From a standing start when the first U.S. solar park connected to the electricity grid in 1982, solar power generation has increased to represent only 2% of electricity capacity in 2020. Small though that may be now, 43% of all new generation capacity added to the grid came from solar in 2020.
The first photovoltaic cell made from silicon was created in 1954, generating enough power to run an electric device for several hours. Like other renewable energy sources, solar remained on the fringe for decades but has become a legitimate complement to our global energy portfolio.
Increased attention to renewables to address climate change explains only a part of the growing interest in solar. More practically, accelerating demand stems from a dramatic reduction in the cost to generate solar power.
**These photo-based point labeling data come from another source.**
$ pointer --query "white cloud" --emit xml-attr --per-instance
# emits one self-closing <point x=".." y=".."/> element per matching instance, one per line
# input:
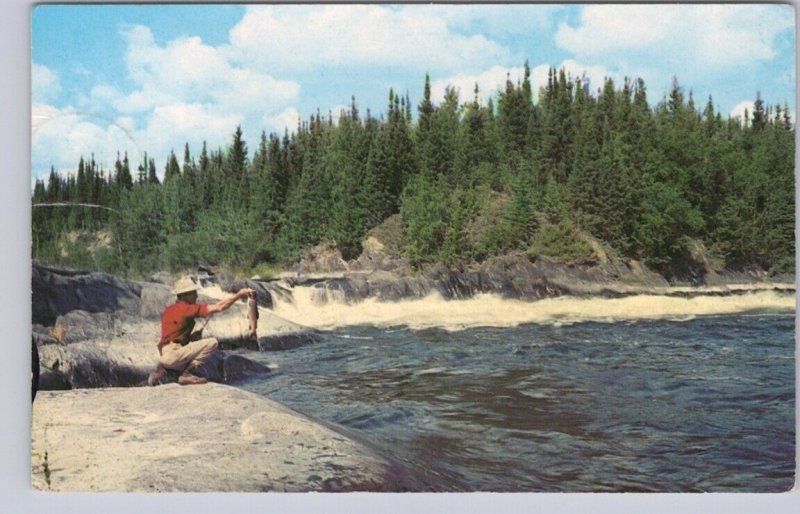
<point x="188" y="71"/>
<point x="711" y="36"/>
<point x="60" y="137"/>
<point x="287" y="119"/>
<point x="500" y="19"/>
<point x="356" y="35"/>
<point x="45" y="85"/>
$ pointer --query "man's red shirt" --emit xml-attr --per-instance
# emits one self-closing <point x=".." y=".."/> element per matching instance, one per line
<point x="177" y="322"/>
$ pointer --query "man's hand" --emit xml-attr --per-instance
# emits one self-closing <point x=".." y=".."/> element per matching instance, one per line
<point x="227" y="303"/>
<point x="246" y="293"/>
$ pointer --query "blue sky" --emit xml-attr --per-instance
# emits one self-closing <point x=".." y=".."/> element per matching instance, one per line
<point x="150" y="78"/>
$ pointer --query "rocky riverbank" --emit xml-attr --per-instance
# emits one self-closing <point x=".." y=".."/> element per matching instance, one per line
<point x="96" y="336"/>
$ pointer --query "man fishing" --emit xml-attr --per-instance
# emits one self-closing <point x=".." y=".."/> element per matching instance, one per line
<point x="180" y="349"/>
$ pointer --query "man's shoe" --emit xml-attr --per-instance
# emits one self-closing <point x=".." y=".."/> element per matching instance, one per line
<point x="156" y="376"/>
<point x="188" y="379"/>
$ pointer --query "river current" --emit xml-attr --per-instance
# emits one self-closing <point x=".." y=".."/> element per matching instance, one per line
<point x="681" y="393"/>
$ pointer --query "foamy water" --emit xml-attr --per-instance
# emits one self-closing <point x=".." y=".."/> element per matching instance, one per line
<point x="488" y="310"/>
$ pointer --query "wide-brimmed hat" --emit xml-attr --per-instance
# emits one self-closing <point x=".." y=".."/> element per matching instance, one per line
<point x="184" y="285"/>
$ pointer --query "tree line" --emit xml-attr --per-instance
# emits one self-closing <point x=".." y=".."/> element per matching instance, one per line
<point x="462" y="180"/>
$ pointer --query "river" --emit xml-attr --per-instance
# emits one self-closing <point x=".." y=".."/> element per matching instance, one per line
<point x="676" y="393"/>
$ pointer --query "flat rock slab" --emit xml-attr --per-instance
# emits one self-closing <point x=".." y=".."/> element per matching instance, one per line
<point x="207" y="438"/>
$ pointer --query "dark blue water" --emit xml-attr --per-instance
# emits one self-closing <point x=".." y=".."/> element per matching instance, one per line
<point x="700" y="405"/>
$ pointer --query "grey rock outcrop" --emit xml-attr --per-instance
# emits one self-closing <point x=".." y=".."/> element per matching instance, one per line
<point x="57" y="292"/>
<point x="95" y="330"/>
<point x="208" y="438"/>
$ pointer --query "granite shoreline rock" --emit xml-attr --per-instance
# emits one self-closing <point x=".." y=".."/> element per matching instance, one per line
<point x="208" y="438"/>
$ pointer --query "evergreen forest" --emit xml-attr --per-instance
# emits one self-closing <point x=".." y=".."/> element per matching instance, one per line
<point x="456" y="182"/>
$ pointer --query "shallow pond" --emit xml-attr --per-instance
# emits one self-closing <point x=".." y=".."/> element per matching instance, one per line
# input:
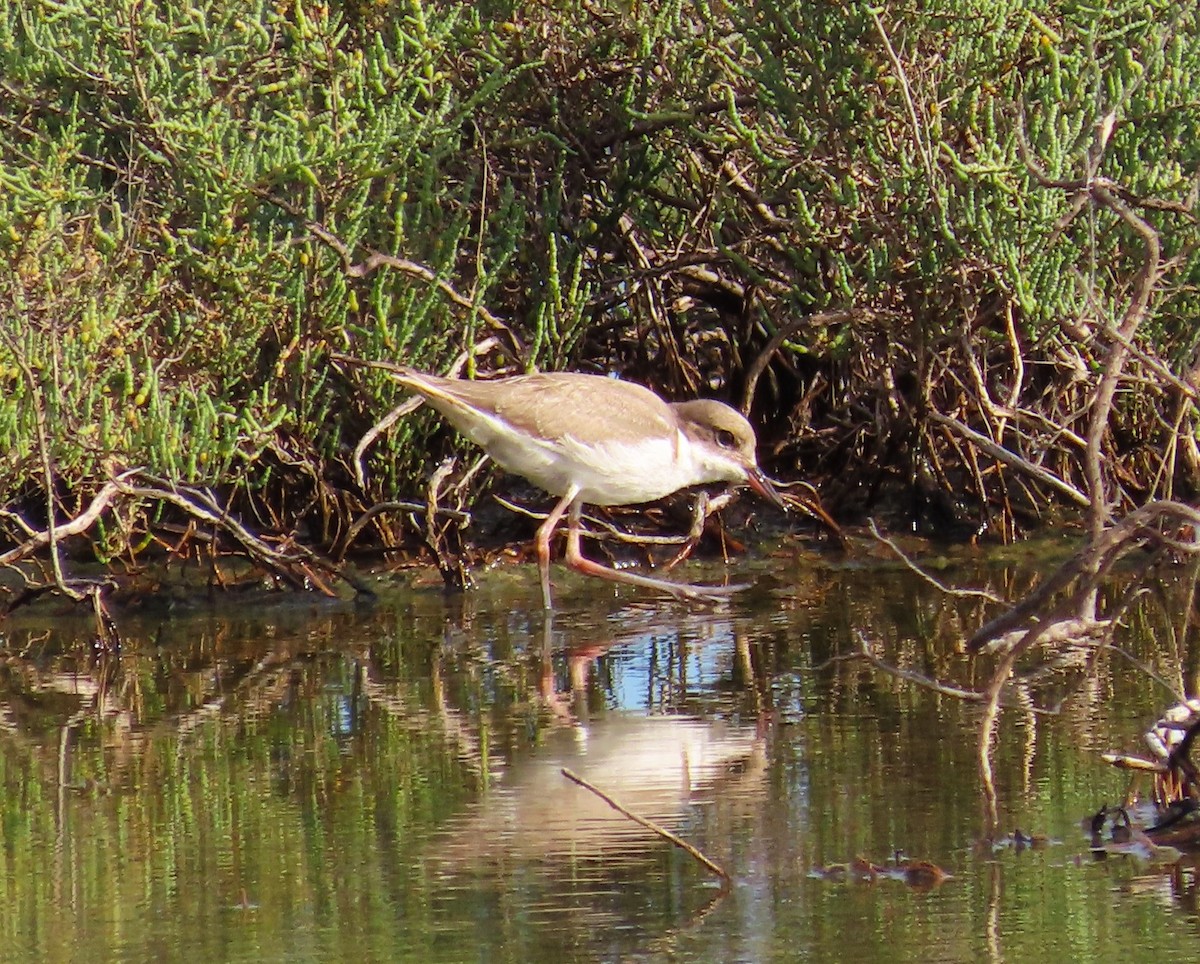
<point x="309" y="780"/>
According to the World Economic Forum, the global average costs for solar power have dropped by two-thirds just in the last four years.
At the end of Q1 2021, installed solar capacity in the U.S. was 103 gigawatts. To put that in relative terms, recall from the 1985 movie Back to the Future that Doc Brown’s DeLorean required 1.21 gigawatts of power to travel through time. If you are more visual, 1 gigawatt equals roughly 3 million photovoltaic panels or more than 400 utility-scale wind turbines.
Solar power is generated nationally, with 17 states holding more than 1 gigawatt of installed capacity. California is the leader with 32 gigawatts. Texas is next with 9, North Carolina with 7, while Arizona and Florida each have 5 gigawatts of installed capacity. Even cold-weather, northern states such as North Dakota and Alaska have solar installations.
Utility installations represent the biggest solar generators, and they are in the middle of a construction program that would double capacity in the next few years. Much of the backlog derives from the growing demand for renewable energy from both consumers and government policy. Also pushing faster development forward are impending step-downs in the Investment Tax Credit used to help pay for solar projects.
While most solar power generated is distributed through local utilities, solar is also suitable for commercial applications where large property owners develop solar facilities primarily for their use. Apple is the largest commercially based solar power generator in the U.S., followed by Amazon, Target, and Wal-Mart. These four enterprises alone, whose primary businesses have nothing to do with energy generation, generate more than one gigawatt of power. Thousands of private homeowners generate the remaining capacity. These owners are more often putting the power to their use rather than selling it to the distribution grid.
Globally the story is the same, only with bigger numbers. Installed solar capacity reached 707 gigawatts in 2020 after installing nearly 137 gigawatts of new capacity. Asia represented more than half of the total, and China itself put up 49 gigawatts. Despite a slowdown from COVID, projections remain on track to reach more than 1,450 gigawatts of solar power capacity worldwide by 2024, a 20% annualized growth rate.
Growth in solar power is here to stay, benefitting companies along the supply chain. From distributed applications in residential, commercial, and industrial user bases to power generation and distribution on a utility-sized scale, solar energy is becoming a material part of our global energy portfolio. Investors who do their research will find rewards in the growth that is yet to come.